Towards a broader understanding of excellence
Existing practices for research evaluation and researcher merit assessment have traditionally focused on bibliometric targets such as the number of publications and citations. However, we must follow the global trend in the research world, which is moving towards qualitative forms of evaluation, says Christine Nellemann:
"This could include, for example, recognising teaching and the development of new teaching formats to an even greater extent than today, recognising contributions to Open Science, interdisciplinary collaborations, research to support legislation or participation in public debate on technological development. It could also be recognising researchers' commitment to putting their knowledge to use in academic peer reviews, participation in international research councils, collaboration with industry and, not least, contributing to the public debate with knowledge and evidence," explains Nellemann, continuing:
"Of course, we must still recognize a high H-index and important fundamental discoveries, but if we are to ensure the high quality of research we have at DTU and that our research and knowledge make a difference to as many people as possible, we must work towards a broader understanding of what excellence is and develop the right framework to reward more contributions and activities accordingly."
CoARA as a framework
DTU has joined the Coalition for Advancing Research Assessment (CoARA), an EU initiative aimed at reforming research assessment internationally and promoting the development of a more inclusive and responsible research culture globally.

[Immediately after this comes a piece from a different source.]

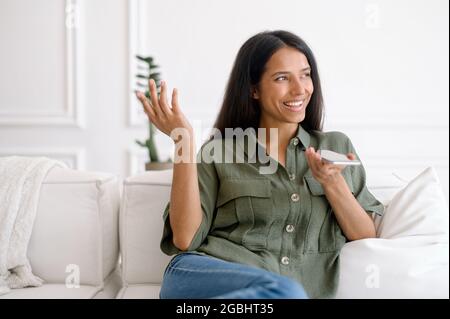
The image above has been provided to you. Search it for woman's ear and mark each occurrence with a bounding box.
[251,87,259,100]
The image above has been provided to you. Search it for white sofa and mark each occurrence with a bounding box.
[0,167,121,298]
[0,168,448,299]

CoARA is based on a set of fundamental principles: freedom of research, ethics and integrity, openness and transparency, and open science. The CoARA principles form the basis for the work on the projects in the Impact programme in many ways.
"The CoARA principles provide us with an international and widely recognised framework on which to model DTU's solution. CoARA is a global movement that brings together universities, research councils, foundations, and funding bodies around the world, and therefore, we at DTU must move in the same direction to keep up with developments," explains Christine Nellemann.
The programme strengthens DTU's talent development, sustainability, and impact
New evaluation criteria and uniform practices will bring about changes in the research environments and for DTU as an organisation. But this is a necessary path if DTU is to remain competitive in attracting national and international research funding and strengthen its strategic efforts in talent development, sustainability, and societal impact, emphasises provost Christine Nellemann in conclusion:
"It is necessary to develop DTU in this direction if we are to secure our position as an internationally elite technical university. I know that some of DTU's departments and centres are already working with broader evaluation and merit criteria. This is very good and supports the need for us as a university to have a common, systematic, and uniform practice."